Non esiste un’attività di lobbying buona o cattiva per definizione: il lobbying è semplicemente uno strumento attraverso il quale i vari gruppi di interesse organizzati rappresentano le proprie istanze al decisore pubblico. Il compito dei  lobbisti è quello di provare ad influenzare un determinato processo decisionale in corso, rappresentando al decisore pubblico gli interessi particolari di cui sono portatori. D’altronde, non può esistere un interesse generale che non tenga presenti i diversi interessi particolari. Spetta poi al decisore pubblico perseguire l’interesse generale, mediando tra gli interessi particolari in gioco. Nelle democrazie evolute, il confronto tra il decisore pubblico e i portatori di specifici interessi, interessati ad un determinato provvedimento legislativo, non solo è necessario ma, a mio avviso, è doveroso. La regolamentazione di questi momenti di confronto è necessaria, da una parte, a garantire la trasparenza dei processi decisionali e, dall’altra, a fornire al decisore tutti gli elementi di conoscenza necessari per adottare/modificare un determinato provvedimento. E’ importante sapere quale sia stato il processo decisionale che ha portato ad assumere una determinata scelta e chi abbia interagito con il decisore durante il suo iter di approvazione. Il politico deve rispondere ai propri elettori delle sue scelte.
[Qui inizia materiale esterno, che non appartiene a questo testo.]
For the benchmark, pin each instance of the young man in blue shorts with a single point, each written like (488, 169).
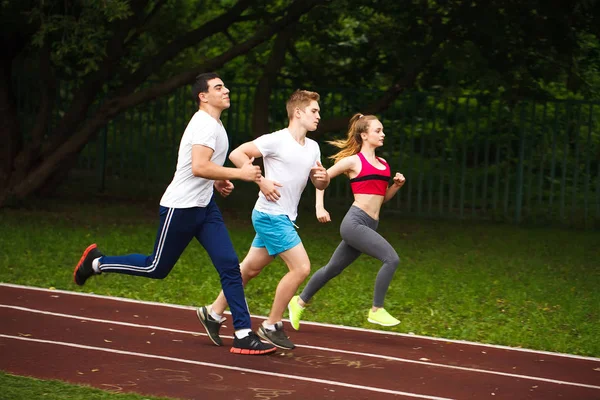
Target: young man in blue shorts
(188, 210)
(290, 159)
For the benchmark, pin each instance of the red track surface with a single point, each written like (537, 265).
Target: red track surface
(121, 345)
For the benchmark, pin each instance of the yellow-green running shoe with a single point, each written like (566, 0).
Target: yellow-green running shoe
(295, 310)
(382, 317)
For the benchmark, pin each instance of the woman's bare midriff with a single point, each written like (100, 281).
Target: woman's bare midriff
(369, 203)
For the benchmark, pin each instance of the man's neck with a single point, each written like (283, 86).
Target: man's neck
(212, 111)
(297, 132)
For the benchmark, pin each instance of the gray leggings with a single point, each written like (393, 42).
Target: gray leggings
(359, 236)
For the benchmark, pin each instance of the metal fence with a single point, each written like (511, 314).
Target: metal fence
(463, 156)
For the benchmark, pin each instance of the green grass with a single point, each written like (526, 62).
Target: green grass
(18, 387)
(494, 283)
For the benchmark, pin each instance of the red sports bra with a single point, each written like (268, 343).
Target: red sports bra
(371, 180)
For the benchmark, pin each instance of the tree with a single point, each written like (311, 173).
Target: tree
(106, 51)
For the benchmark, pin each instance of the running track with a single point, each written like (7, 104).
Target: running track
(122, 345)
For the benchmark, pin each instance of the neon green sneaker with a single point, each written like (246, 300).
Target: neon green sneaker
(382, 317)
(295, 310)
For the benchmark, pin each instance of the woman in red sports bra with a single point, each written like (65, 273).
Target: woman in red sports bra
(369, 176)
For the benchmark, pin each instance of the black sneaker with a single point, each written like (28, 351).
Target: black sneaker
(251, 345)
(276, 337)
(211, 325)
(83, 269)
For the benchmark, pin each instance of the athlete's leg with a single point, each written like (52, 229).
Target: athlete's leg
(342, 257)
(176, 230)
(256, 259)
(215, 239)
(362, 236)
(298, 264)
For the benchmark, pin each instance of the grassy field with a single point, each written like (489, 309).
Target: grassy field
(529, 287)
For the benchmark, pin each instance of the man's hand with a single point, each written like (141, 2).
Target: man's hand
(249, 172)
(399, 180)
(318, 173)
(224, 187)
(269, 189)
(323, 215)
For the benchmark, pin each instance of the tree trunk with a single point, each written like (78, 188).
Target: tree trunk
(264, 88)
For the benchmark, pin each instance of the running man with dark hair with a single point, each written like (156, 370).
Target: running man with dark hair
(188, 210)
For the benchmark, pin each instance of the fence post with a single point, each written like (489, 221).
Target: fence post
(520, 167)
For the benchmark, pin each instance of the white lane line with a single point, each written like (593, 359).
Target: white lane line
(326, 349)
(351, 328)
(244, 370)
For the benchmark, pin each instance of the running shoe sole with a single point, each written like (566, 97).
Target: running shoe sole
(80, 263)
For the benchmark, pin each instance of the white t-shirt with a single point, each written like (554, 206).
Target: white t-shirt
(187, 190)
(287, 162)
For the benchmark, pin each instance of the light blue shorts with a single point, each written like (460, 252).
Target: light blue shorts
(276, 233)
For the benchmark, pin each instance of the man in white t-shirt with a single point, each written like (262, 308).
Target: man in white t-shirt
(188, 210)
(290, 160)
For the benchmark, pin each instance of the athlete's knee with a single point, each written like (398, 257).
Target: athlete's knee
(302, 271)
(393, 261)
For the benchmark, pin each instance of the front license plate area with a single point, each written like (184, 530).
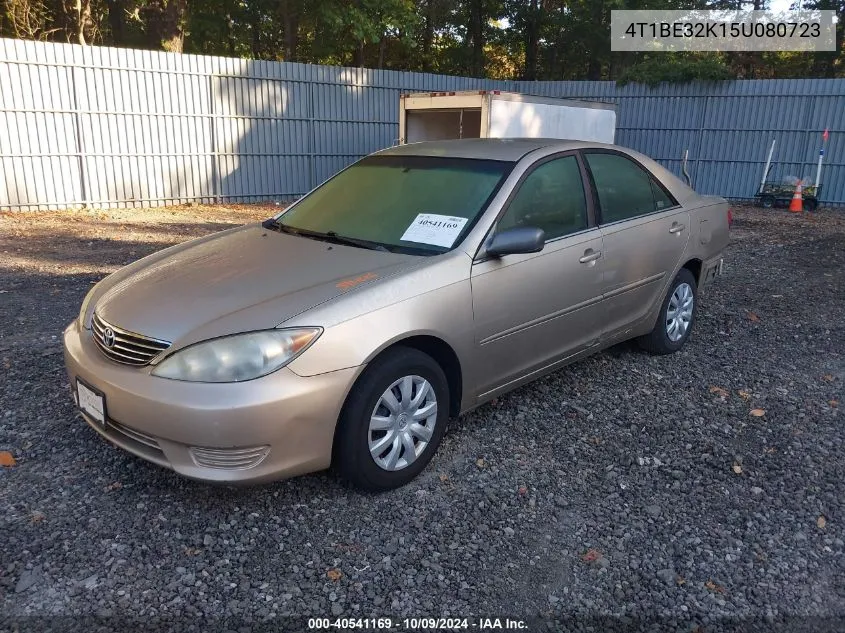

A volte, infatti, si ha l’impressione che la responsabilità dell’adozione o della non adozione di determinati provvedimenti venga imputata alle varie lobby, che con la loro attività professionale hanno influito sulla decisione finale. La regolamentazione dei rapporti tra i rappresentati dei vari gruppi di interesse ed il decisore pubblico permetterebbe di chiarire chi ha partecipato al procedimento legislativo, contribuendo con la propria azione alla scelta definitiva. Non bisogna dimenticare, comunque, che la decisione ultima spetta sempre alla politica e non a chi ha provato, con la propria azione professionale, ad influenzarla rappresentando i propri legittimi interessi. Il procedimento normativo che dovrebbe uscire da questa attività di ascolto e di analisi, da parte della politica, dovrebbe essere la migliore sintesi in grado di coniugare gli interessi particolari con l’interesse generale. Attivare preventivamente l’ascolto degli interessi in gioco, attraverso un confronto trasparente e costruttivo, permetterà inoltre di adottare provvedimenti che saranno, molto probabilmente, recepiti con maggior favore dalla collettività. La collettività coinvolta, attraverso le proprie rappresentanze, si sentirà parte in causa del processo decisionale e non lo percepirà come un’imposizione calata dall’alto. Tale processo decisionale risulterebbe più partecipativo e qualificante ai fini dell’obiettivo generale. Infatti, i provvedimenti, soprattutto quelli importanti, non andrebbero mai assunti senza essersi prima confrontati con chi gioca un ruolo importante in quello specifico settore coinvolto dalla norma in discussione. Il dibattito andrebbe spostato, quindi, non sulle lobby, ma sull’assenza di regole che garantiscano a queste un confronto trasparente ed uguale per tutte.

Vanno registrati due importanti passi in avanti verso questa direzione grazie a due iniziative distinte. La prima  assunta dal Ministro delle politiche agricole, Mario Catania, che ha istituito nel suo Dicastero il primo registro ufficiale per i rappresentati dei gruppi di interesse, e la seconda dal Presidente del Senato, Renato Schifani, che ha deliberato le linee guida che regolano l’accesso al Palazzo da parte dei portatori di interessi. In una democrazia che sia realmente partecipata, il ruolo delle lobby è fondamentale. È necessario quindi individuare quanto prima delle regole generali che definiscano le modalità per interagire con il decisore pubblico al fine di rappresentare in maniera trasparente e legittima gli interessi di cui sono portatori. L’auspicio è  che le iniziative intraprese dal Ministro Catania e dal Presidente Schifani non restino isolate, ma rappresentino il viatico per un intervento normativo più ampio a livello centrale. È necessario che anche nel nostro Paese venga promulgata la legge sulla regolamentazione delle lobby, così come auspica da anni la Ferpi (Federazione relazioni pubbliche italiana) insieme a tutti coloro che svolgono quest’attività in maniera professione e alla luce del sole.